Back to life: Neil had a bunch of us intellectuals over to his home with his wife (scowl here) to watch a documentary on legendary author and gay James Baldwin. It was that night, with a Heineken in hand, that I professed to the room of rather scruffy grad-student types that I would like to be a tree or a blade of grass or something – I didn’t want to hurt anyone, or have anyone hurt me. I also became a vegetarian, because Belinda Carlisle was one, and you know, it’s Belinda Carlisle. (She would later confess to doing a lot of drugs after her Rock Against Drugs campaign, which convinced me to do drugs and eat a lot of meat, because what are scruples if not a board game?).
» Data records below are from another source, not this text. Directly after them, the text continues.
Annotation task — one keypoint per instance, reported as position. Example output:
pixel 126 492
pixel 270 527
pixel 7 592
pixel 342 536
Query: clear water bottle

Things with Neil got a little dicey, though, as they are wont to do when I am involved along with my dancing libido. Nothing happened – he was straight – but I turned into something of a stalker, and I slipped him a manifesto confessing my outright love for him that might or might not have included wafts of suicide threats. Ever since Brandy in the sixth grade, suicide threats had been my mode of issuing ultimatums, because that’s completely healthy. At any rate, Neil met with me about the whole situation and it was settled that I was fit to be tied and thrown into the intellectual desert. That’s where I live today.

Oh, wait. That’s Orlando!

In the end, Neil remained a steadfast friend. We had lunch when I visited for legislative session in Tallahassee on work duties a few years back and he told me I was his best student ever (ha, ha, ha). And when I was in Tallahassee in 2014 to lobby for gay rights and to show my documentary about my partner’s suicide – foreshadowing alert! – he was there, some 20 years after my graduation. Thanks, Neil. I’m married now, but we can talk.